Cells Under the Microscope Measuring Cell Structures: Measurements taken by scientists are expressed in metric. The official name of metric system is the International system of measurements, abbreviated SI.
Cells Under the Microscope Magnification is the quality of making an image appear larger than its actual size. Resolution is a measure of the clarity of an image.
Cells Under the Microscope Both high magnification and good resolution are needed to view the details of extremely small objects clearly.
Light Microscopes Light Microscopes form an image when light passes through one or more lenses to produce an enlarged image of a specimen.
Electron Microscopes Electron Microscopes form an image of a specimen using a beam of electrons rather than light. The electron beam and specimen must be in a vaccum so that the electron beam will not bounce off of gas molecules. Live organisms cannot be viewed with an electron microscope.
Transmission Electron Microscopes An electron beam is directed at a very thin slice of a specimen stained with metal ions. Some structures become more heavily stained than others.

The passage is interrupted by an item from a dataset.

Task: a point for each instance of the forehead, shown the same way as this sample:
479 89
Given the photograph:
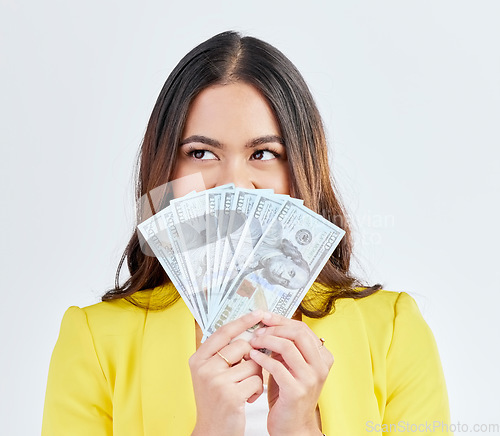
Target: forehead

Transmission Electron Microscope The heavily stained parts absorb electrons, those that are lightly stained allow electrons to pass through. The electrons that pass through strike a fluorescent screen, forming an image.
Scanning Electron Microscopes An electron beam is focused on a specimen coated with a very thin layer of metal. The electrons that bounce off the specimen form an image on a fluorescent screen. The image shows a three-dimensional details of the surface of specimen.
Scanning Tunneling Microscope A needle-like probe measures difference in voltage caused by electrons that leak, or tunnel, from the surface of the object being viewed. A computer tracks the movement of the probe across the surface of the object.
Scanning Tunneling Microscopes The image shows a three-dimensional details of the surface of a specimen. Live specimens and objects as small as atoms can be viewed.